PDPI: Prevalensi Perokok Elektrik di Indonesia Alami Kenaikan Hampir 100 Kali Lipat
- pixabay/LindsayFox
JAKARTA – Angka pengguna rokok elektrik di Indonesia dilaporkan terus mengalami kenaikan. Bahkan dari tahun 2011 hingga 2018 disebutkan prevalensi pengguna rokok elektrik di Indonesia mengalami peningkatan hampir 100 kali lipat.
“Kondisi perokok elektrik di Indonesia, tahun 2011 itu 0,3 persen, di tahun 2018 itu 10,9 persen. Kalau sekarang tentunya lebih besar lagi,” kata Ketua Perhimpunan Dokter Paru Indonesia, Prof. DR. dr.
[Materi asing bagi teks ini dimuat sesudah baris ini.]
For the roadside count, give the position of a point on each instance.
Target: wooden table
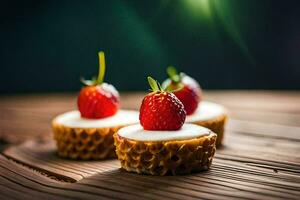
(260, 158)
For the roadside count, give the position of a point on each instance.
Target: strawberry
(189, 95)
(161, 110)
(98, 99)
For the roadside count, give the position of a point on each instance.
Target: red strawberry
(161, 110)
(189, 95)
(98, 99)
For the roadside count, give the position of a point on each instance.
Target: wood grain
(260, 158)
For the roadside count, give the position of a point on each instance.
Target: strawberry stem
(173, 74)
(154, 84)
(101, 67)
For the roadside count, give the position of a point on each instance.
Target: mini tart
(212, 116)
(190, 149)
(89, 139)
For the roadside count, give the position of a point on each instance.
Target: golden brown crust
(166, 157)
(216, 125)
(84, 143)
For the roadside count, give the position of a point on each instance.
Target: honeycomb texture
(216, 125)
(166, 157)
(84, 144)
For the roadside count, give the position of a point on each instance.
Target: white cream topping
(73, 119)
(188, 131)
(206, 111)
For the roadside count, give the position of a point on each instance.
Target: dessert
(162, 144)
(87, 133)
(187, 90)
(210, 115)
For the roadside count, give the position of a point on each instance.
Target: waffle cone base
(166, 157)
(217, 125)
(84, 143)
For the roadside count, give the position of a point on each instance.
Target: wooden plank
(260, 158)
(234, 174)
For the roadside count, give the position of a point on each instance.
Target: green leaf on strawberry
(99, 80)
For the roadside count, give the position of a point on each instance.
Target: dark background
(224, 44)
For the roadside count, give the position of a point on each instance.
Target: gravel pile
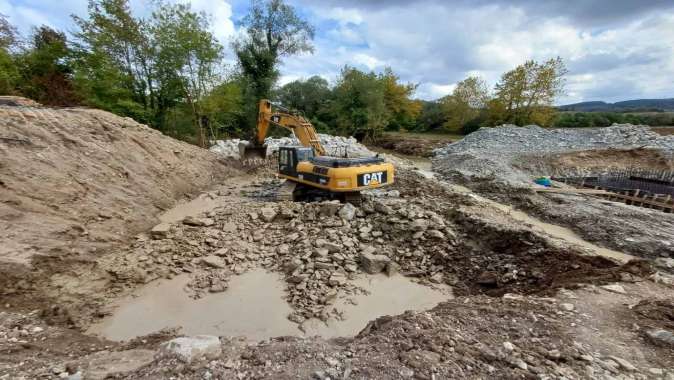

Agus Dwi Susanto Sp.P (K), FISR, FAPSR dalam virtual conference di Jakarta, Selasa 9 Januari 2024. Scroll untuk informasi selengkapnya.
Lebih lanjut diungkap Agus, berdasarkan penelitian yang dilakukan oleh Global Adults Tobacco Survey (GATS) pada 2021, prevalensi perokok elektrik yang berusia lebih dari 15 tahun mengalami peningkatan 10 kali lipat dalam 10 tahun terakhir.
“Remaja jadi 10.9 persen meningkat dibanding tahun 2016 sebanyak 10 kali lipat, dari tahum 2011 0,3 persen menjadi 10,9 persen itu peningkatan sebesar 40 kali lipat,” jelasnya lebih lanjut.
Masih dalam penelitian yang sama, Agus menjelaskan 55,7 persen masyarakat Indonesia terpapar informasi rokok elektrik. Sebanyak 11,9 persen di antaranya pernah menggunakan vape, sementara 3 persen sisanya masih aktif memakai vape.
Agus juga mengungkap bahwa situasi perokok elektrik di Indonesia lebih tinggi dibanding tahun lalu. Dalam riset yang dilakukan Statisa Consumer Insight pada Januari – Maret di tahun 2023 lalu, Indonesia menempati peringkat pertama sebagai konsumen rokok elektrik tertinggi dibanding Swiss, Amerika dan Inggris.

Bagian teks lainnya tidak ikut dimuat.